AS FACES DAS DESIGUALDADES
O Brasil é o país visceralmente desigual, de uma humilhação de doer até mesmo ao mais empedernido coração. Duas cenas mais recentes, em Vitória da Conquista, só para localizar a situação que é geral em todo território brasileiro, nos dão a dimensão da total exclusão social.
Nesta semana transitava numa das ruas do centro da cidade e vi idosos, gestantes, senhoras e senhores bem vestidos com suas crianças entrando calmamente numa clínica particular de vacinação. Muitos por ali ainda estavam estacionando seus carros de luxo com o mesmo intuito de tomar a vacina paga contra a gripe H1N1.

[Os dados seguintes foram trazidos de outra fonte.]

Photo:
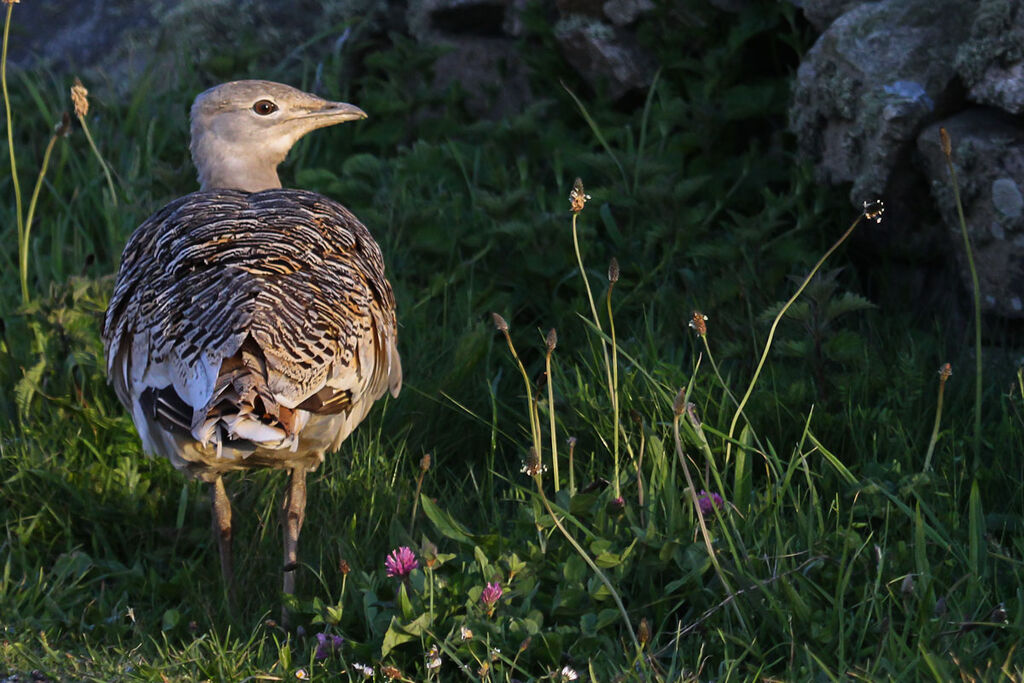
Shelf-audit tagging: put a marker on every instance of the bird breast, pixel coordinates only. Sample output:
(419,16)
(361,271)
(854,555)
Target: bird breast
(246,327)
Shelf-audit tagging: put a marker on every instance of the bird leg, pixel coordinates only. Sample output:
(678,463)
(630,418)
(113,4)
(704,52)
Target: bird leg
(294,513)
(221,506)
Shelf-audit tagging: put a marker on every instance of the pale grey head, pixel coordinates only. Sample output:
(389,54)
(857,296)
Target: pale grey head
(242,130)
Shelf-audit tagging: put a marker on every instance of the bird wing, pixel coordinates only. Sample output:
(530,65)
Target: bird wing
(251,309)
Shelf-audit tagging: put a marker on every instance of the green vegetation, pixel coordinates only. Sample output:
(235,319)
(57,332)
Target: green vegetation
(832,552)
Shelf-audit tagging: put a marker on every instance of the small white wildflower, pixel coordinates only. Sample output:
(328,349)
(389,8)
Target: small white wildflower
(433,657)
(364,669)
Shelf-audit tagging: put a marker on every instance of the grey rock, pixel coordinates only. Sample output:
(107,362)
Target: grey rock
(822,12)
(988,156)
(878,75)
(481,54)
(602,53)
(991,61)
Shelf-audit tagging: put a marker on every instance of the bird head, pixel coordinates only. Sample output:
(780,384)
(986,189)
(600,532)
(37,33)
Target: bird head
(242,130)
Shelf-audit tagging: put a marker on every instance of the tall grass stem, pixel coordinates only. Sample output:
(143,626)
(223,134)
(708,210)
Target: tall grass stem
(944,374)
(19,216)
(976,292)
(613,389)
(99,158)
(774,326)
(551,410)
(23,245)
(593,565)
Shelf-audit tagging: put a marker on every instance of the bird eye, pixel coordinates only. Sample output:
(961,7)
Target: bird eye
(264,108)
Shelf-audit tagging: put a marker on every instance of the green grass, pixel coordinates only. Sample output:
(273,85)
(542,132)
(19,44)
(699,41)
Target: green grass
(835,557)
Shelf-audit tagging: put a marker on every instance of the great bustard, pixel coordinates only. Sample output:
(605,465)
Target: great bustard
(251,326)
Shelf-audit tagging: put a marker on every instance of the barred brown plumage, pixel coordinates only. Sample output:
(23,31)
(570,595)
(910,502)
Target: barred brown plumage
(251,326)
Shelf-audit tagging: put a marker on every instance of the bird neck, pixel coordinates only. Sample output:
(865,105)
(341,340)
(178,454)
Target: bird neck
(223,165)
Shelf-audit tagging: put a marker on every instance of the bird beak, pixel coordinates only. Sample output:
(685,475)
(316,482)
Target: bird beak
(332,113)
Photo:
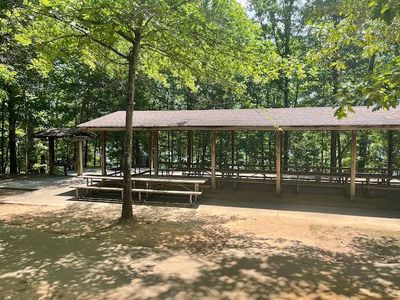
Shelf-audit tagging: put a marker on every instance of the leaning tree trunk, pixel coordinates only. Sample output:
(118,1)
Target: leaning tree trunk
(127,211)
(12,137)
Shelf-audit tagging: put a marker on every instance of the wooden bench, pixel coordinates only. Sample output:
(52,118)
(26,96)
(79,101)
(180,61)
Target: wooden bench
(196,194)
(95,188)
(372,187)
(169,192)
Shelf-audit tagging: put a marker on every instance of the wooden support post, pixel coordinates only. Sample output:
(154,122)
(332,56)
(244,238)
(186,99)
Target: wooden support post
(232,149)
(390,156)
(103,162)
(213,162)
(79,160)
(278,162)
(155,152)
(189,149)
(51,156)
(353,164)
(151,151)
(333,160)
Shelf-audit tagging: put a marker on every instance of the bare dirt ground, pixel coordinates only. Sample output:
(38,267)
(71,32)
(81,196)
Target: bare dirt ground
(68,250)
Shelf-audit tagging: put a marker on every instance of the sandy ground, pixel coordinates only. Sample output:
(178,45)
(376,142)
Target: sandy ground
(55,248)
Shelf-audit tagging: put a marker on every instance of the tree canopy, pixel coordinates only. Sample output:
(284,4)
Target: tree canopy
(64,62)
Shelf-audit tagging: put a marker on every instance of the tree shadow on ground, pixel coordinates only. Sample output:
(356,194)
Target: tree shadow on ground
(69,254)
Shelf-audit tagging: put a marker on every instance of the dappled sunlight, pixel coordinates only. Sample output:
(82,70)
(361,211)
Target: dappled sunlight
(182,254)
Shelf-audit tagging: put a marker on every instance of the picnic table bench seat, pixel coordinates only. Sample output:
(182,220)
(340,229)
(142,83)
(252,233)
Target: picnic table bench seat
(148,190)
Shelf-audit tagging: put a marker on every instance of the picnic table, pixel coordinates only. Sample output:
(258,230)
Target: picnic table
(190,186)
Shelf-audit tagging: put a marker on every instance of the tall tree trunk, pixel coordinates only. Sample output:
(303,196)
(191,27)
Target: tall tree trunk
(3,117)
(12,139)
(86,155)
(127,211)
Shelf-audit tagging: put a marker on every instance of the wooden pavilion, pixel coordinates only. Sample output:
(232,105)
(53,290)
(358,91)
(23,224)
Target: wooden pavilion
(277,120)
(75,135)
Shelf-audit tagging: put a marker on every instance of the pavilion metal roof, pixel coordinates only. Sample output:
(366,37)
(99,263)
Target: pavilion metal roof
(298,118)
(64,133)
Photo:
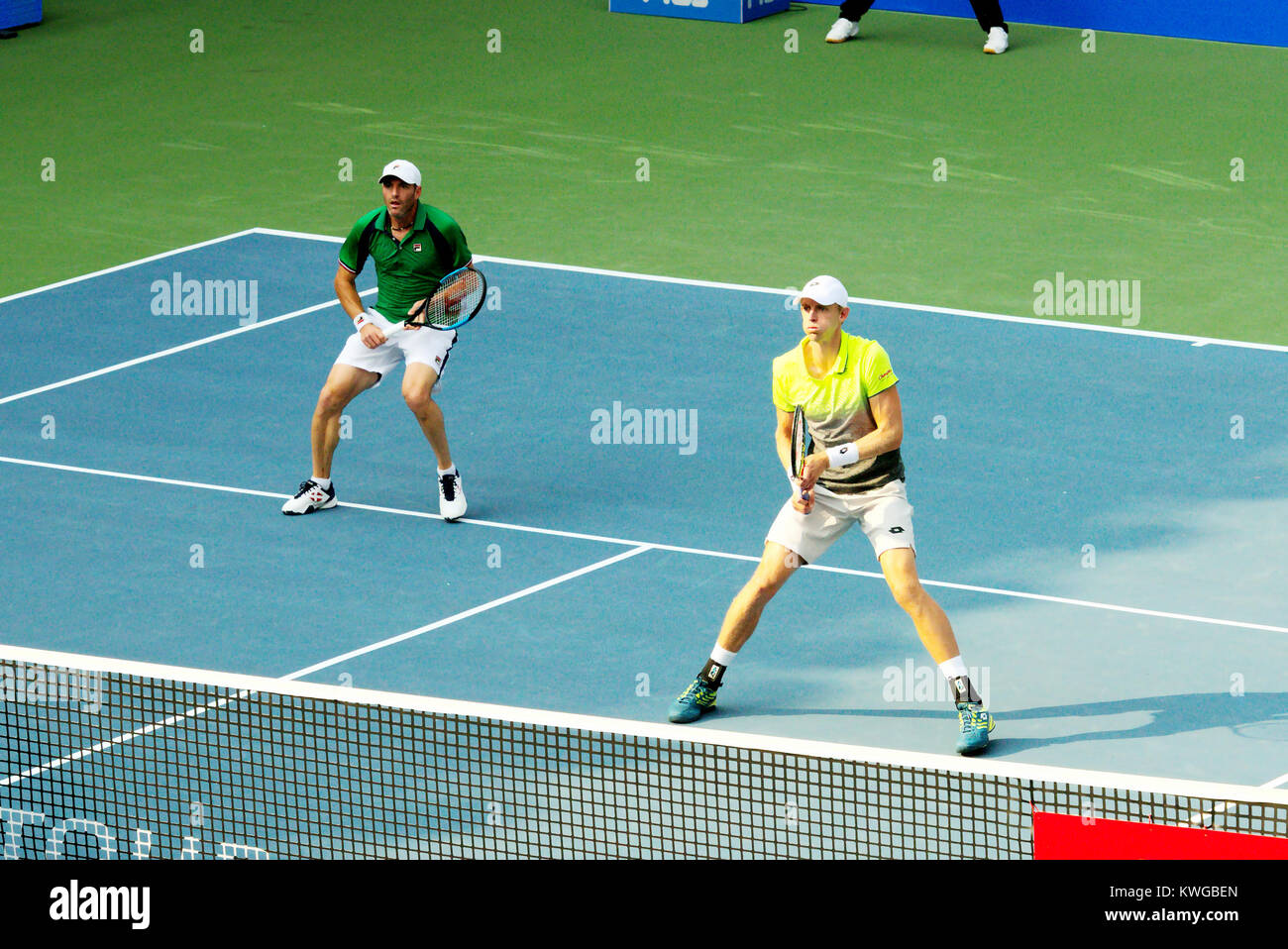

No outro quarteirão, numa distância de 300 a 500 metros, passei por uma unidade de saúde pública onde mulheres grávidas, crianças e idosos, estes com aparências de 70 a 80 anos se espremiam em longas filas na porta principal da entrada para receber a mesma vacina que, para os pobres coitados sem dinheiro, chega em lotes racionados.
A aberração mais gritante e doída desta cena do centro do SUS é a humilhação em que grande parte dos brasileiros é submetida para conseguir a esmola de um pedaço de pão do Bolsa Família, um remédio, uma consulta médica, um documento, uma matrícula escolar, um título obrigatório de eleitor para votar nos mesmos ou um serviço social qualquer do governo.
Saindo de longe, muitos chegam um dia antes, no meio da noite ou na madrugada e “dormem” no chão dos locais de atendimento. Como as senhas são regradas e o serviço de péssima qualidade, boa parte retorna para suas casas sem nada resolvido e começa a mesma peregrinação no outro dia, como na mitologia grega onde Sisífio é condenado a passar a vida rolando uma pedra morro acima.
Nas filas humilhantes, degradantes e medievais, batem o cansaço, a sede e a e a fome, mas ainda assim sobra tempo para rezar. Muitos choram e outros brigam com seus semelhantes para pegar uma senha numerada que tem limite. Quase sempre a polícia armada é acionada pelo próprio poder público para bater e controlar a confusão. Na ânsia de ser atendido, o próprio pobre desassistido se vira contra o outro para obter o benefício.
De tanto tempo de espera, a maioria dos idosos não consegue ficar em pé, mas ninguém ali desiste de ir até o fim, mesmo com tamanha humilhação. Depois de luta e sacrifício, as pessoas, movidas pela fé e pela esperança, saem daquele ambiente infernal com as mãos postas para o alto agradecendo a Deus por ter conseguido chegar lá, prontas para enfrentar outra ação humilhante imposta pelos governantes.